Trasferimenti che avevano già segnato la fase culminante
di quella che abbiamo definito “globalizzazione”, poi arretrata a partire dalla
crisi del 2008. Così sarà necessario
riflettere su tre punti (definito però preventivamente il campo della
dimensione sovranazionale):
1) Il mutato rapporto tra autonomia della scienza e della tecnica
e i diversi livelli di decisionalità politica. Il contenimento dell’egemonia
della scienza e della tecnica appare fattore determinante nel definire gli
equilibri a livello geopolitico (in questo echeggiano richiami che tornano
d’assoluta attualità come quello riguardante come possa essere possibile
intrecciare l’autonomia della scienza, la finalità del produrre e la
decisionalità politica); 2) L’intreccio tra politica e vita biologica, come stiamo
osservando nell’attualità, favorisce il provocare uno spostamento delle
procedure democratiche ordinarie verso disposizioni di carattere emergenziale
che, dopo la questione sanitaria, adesso si trova di fronte il tema della
guerra. Ciò avviene in una fase di forte crisi della democrazia liberale tra
l’altro dovuta al processo di cessione di sovranità da parte dello “Stato-Nazione”; 3) Emerge il tema della capacità cognitiva in termini globali di
formazione, informazione, capacità di trasmissione di notizie e cultura e
quindi di educazione globale. Non possiamo stare fermi a contemplare ciò che accade senza
disporre di idee e di organizzazione per poter attaccare, come sarebbe
necessario, il muro della separatezza tra i popoli e tra i ceti sociali.
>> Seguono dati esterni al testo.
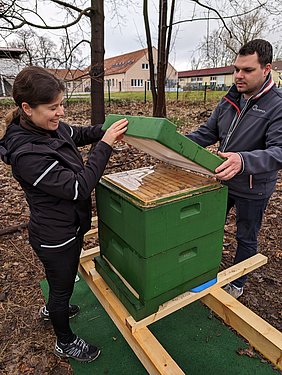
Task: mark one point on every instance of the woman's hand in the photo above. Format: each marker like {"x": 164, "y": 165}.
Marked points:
{"x": 115, "y": 132}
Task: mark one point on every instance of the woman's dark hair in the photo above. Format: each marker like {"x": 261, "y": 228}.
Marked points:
{"x": 263, "y": 49}
{"x": 35, "y": 86}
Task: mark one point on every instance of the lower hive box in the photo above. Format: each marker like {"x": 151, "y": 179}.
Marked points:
{"x": 161, "y": 233}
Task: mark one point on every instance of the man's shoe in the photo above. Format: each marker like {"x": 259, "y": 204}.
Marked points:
{"x": 73, "y": 311}
{"x": 233, "y": 290}
{"x": 78, "y": 349}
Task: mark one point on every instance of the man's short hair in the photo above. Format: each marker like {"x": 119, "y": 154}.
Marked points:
{"x": 262, "y": 47}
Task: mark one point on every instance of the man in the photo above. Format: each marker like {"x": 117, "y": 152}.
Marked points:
{"x": 248, "y": 125}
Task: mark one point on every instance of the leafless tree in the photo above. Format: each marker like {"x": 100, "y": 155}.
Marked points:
{"x": 219, "y": 48}
{"x": 16, "y": 15}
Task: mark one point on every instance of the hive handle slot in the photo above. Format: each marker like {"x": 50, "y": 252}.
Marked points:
{"x": 116, "y": 205}
{"x": 190, "y": 210}
{"x": 116, "y": 246}
{"x": 187, "y": 254}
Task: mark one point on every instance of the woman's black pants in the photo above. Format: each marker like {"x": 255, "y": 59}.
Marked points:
{"x": 61, "y": 266}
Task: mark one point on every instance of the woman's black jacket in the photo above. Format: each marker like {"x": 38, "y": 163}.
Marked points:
{"x": 56, "y": 182}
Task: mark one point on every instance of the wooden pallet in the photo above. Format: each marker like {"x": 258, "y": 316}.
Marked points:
{"x": 260, "y": 334}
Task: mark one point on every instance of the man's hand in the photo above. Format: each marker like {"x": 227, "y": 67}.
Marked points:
{"x": 230, "y": 167}
{"x": 115, "y": 132}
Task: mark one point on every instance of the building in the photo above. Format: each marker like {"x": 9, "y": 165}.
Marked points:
{"x": 214, "y": 78}
{"x": 75, "y": 80}
{"x": 130, "y": 72}
{"x": 10, "y": 65}
{"x": 218, "y": 78}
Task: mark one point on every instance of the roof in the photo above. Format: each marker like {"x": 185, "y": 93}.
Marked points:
{"x": 67, "y": 74}
{"x": 207, "y": 72}
{"x": 120, "y": 64}
{"x": 11, "y": 52}
{"x": 277, "y": 65}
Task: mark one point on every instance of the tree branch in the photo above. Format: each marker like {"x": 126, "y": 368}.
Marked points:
{"x": 217, "y": 18}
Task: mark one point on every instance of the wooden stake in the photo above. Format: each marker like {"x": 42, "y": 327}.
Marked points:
{"x": 260, "y": 334}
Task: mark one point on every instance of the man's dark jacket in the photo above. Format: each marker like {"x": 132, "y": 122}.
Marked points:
{"x": 56, "y": 182}
{"x": 255, "y": 132}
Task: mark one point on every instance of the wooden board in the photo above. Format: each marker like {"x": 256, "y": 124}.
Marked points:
{"x": 152, "y": 184}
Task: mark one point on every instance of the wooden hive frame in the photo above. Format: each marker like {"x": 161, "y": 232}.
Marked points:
{"x": 260, "y": 334}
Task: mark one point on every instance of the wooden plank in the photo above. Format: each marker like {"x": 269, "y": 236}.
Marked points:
{"x": 261, "y": 335}
{"x": 91, "y": 233}
{"x": 89, "y": 254}
{"x": 147, "y": 348}
{"x": 223, "y": 278}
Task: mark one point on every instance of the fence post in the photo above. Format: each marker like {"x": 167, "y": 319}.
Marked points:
{"x": 145, "y": 93}
{"x": 109, "y": 92}
{"x": 205, "y": 93}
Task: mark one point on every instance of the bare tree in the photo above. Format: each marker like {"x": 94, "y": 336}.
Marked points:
{"x": 18, "y": 14}
{"x": 164, "y": 40}
{"x": 220, "y": 47}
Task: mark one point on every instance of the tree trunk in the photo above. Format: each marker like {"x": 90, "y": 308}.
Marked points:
{"x": 160, "y": 110}
{"x": 150, "y": 54}
{"x": 97, "y": 62}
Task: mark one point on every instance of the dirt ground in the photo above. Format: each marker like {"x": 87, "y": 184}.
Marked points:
{"x": 26, "y": 343}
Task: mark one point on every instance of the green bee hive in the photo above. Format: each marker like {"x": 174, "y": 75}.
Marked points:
{"x": 160, "y": 227}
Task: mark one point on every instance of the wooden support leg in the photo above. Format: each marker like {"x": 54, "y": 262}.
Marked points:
{"x": 261, "y": 335}
{"x": 147, "y": 348}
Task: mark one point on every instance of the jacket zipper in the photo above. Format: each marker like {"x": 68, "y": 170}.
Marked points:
{"x": 234, "y": 125}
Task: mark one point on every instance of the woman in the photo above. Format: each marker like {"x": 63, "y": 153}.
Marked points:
{"x": 46, "y": 162}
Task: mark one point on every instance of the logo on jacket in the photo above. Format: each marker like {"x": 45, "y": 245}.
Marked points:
{"x": 257, "y": 109}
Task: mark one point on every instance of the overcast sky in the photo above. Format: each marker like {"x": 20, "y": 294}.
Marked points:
{"x": 125, "y": 32}
{"x": 129, "y": 35}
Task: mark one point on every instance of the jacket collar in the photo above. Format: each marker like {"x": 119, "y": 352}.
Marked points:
{"x": 234, "y": 95}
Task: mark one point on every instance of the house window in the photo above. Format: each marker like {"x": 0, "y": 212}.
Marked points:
{"x": 196, "y": 79}
{"x": 137, "y": 83}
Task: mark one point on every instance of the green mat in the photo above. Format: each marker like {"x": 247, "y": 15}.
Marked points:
{"x": 195, "y": 338}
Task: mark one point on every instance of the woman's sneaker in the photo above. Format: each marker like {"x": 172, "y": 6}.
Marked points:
{"x": 73, "y": 311}
{"x": 78, "y": 349}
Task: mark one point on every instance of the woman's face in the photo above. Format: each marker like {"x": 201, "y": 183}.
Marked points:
{"x": 46, "y": 116}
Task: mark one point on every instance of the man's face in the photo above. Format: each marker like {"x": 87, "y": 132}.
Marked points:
{"x": 249, "y": 75}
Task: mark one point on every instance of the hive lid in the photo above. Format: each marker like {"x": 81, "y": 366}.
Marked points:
{"x": 159, "y": 138}
{"x": 151, "y": 186}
Dal dibattito in corso sono fin qui risultati assenti due punti
fondamentali: 1) quello della indispensabile dimensione sovranazionale della
capacità di programmazione dell’economia almeno a livello di spazio politico
europeo ponendo subito il tema del processo istituzionale a quel livello; 2) L’idea di un ritorno all’indietro sul piano della cessione di
sovranità dello “Stato-Nazione” con il ritorno di spirali nazionalistiche. Il tema della guerra è rimasto all’ordine del giorno dell’agenda
internazionale nel corso di questi anni e adesso si presente come punto
dirimente di una situazione quanto mai delicata a livello planetario.
Infine
qualche annotazione statistica: nel 2022 la
crescita della spesa per armamenti a livello mondiale è cresciuta del 4%. In
termini reali di più di 2 miliardi di dollari. Il numero di paesi NATO che
hanno già raggiunto l’obiettivo del 2% di spesa militare sul PIL e passato da 3
nel 2014 a 7 nel 2022 e ormai si può considerare questo obiettivo un “a floor,not a celling”: un punto di partenza e non di
arrivo. La Polonia punta a raggiungere il 4% e a raddoppiare le dimensioni del
suo esercito. La Francia aumenta gli investimenti nei sistemi di difesa
cibernetici, spaziali e sottomarini mentre Macron parla di “economia di guerra”. La Germania punta a superare il tetto del 2%. Il
Giappone prevede di aumentare a 51,4 miliardi di dollari le spese militari
facendo registrare una crescita del 26,3%. Nel frattempo le spese militari dell’India
sono cresciute del 50%: eguale percentuale per l'eterno nemico indiano, il
Pakistan (che dispone dell'armamento atomico). Il budget della difesa cinese è
aumentato del 75% nell'ultimo decennio. L’Algeria fin dal 2022 aveva siglato un
accordo con la Russia per una fornitura di armi per 12 miliardi di dollari,
aumentando le spese del 130 per cento. Si rileva infine smentendo i luoghi
comuni e come spiega “The job opportunity
Cost War di Heidi Garret Peltier” un
milione di dollari di spesa militare crea meno posti di lavoro rispetto alla
stessa spesa in altri nove settori. In compenso la spesa militare è
quella che crea maggiori profitti per alcuni settori industriali e
relativi “pezzi” di politica che li sostengono.